LEGENDARY golfer Jeanne Bisgood who helped beat the US for the first time ever in an iconic competition has died aged 100.
Bisgood was a leading player during the 1950s and won national and international titles in the sport.


She won the English Women’s Amateur Championship three times and played for Great Britain & Ireland in the Curtis Cup.
Bisgood was part of a 1952 team which was the first to beat the US since the Curtis Cup had begun in 1932.
The Curtis Cup is a biennial team trophy for women amateur golfers in a match play format between the US and the UK and Ireland.
Bisgood won the English titles in 1951, 1953 and 1957.
She is one of only three women to win the English Amateur title more than twice and was the last to do so.
Before her extraordinary golf career she had studied history at Oxford and worked on breaking codes during World War 2.
Following the war she trained as a barrister and was called to the Bar in 1948.
Representing Britain overseas meant that she was able to sidestep the tough currency controls while overseas during the post-war period.
She said: “You were only allowed to take a pitiful sum of money out of the country at the time,” the Telegraph reported.
“But if, on the other hand, you were playing in an international event, you were allowed to take an extra £10 a day, which made it all possible.”
In the 1960s she began a political career and left behind competing in high level golf and being a barrister.
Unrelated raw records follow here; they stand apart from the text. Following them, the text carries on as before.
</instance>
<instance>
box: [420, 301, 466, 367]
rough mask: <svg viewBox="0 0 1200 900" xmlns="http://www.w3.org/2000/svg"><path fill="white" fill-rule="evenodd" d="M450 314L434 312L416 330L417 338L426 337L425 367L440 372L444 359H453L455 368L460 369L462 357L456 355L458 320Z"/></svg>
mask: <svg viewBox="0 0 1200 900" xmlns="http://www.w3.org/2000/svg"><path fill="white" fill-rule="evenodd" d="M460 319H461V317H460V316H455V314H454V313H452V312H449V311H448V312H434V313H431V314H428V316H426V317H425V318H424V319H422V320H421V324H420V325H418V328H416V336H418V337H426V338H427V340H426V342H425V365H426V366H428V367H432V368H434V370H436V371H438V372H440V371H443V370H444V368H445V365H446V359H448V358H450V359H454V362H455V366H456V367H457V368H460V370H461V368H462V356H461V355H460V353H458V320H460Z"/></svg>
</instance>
But she was a non-playing captain in the 1970 edition of the competition played at Brae Burn Country Club in Massachusetts.
Bisgood was also a long-standing Tory councillor for Poole.
She chaired the Dorset County Council education committee for a decade from 1974 – work for which she was awarded a CBE for in 1982.
Once asked about her secret to a long life, she cited her Catholic faith.
She said: “The closer I get to the day of judgement the more closely I stick to the rules.”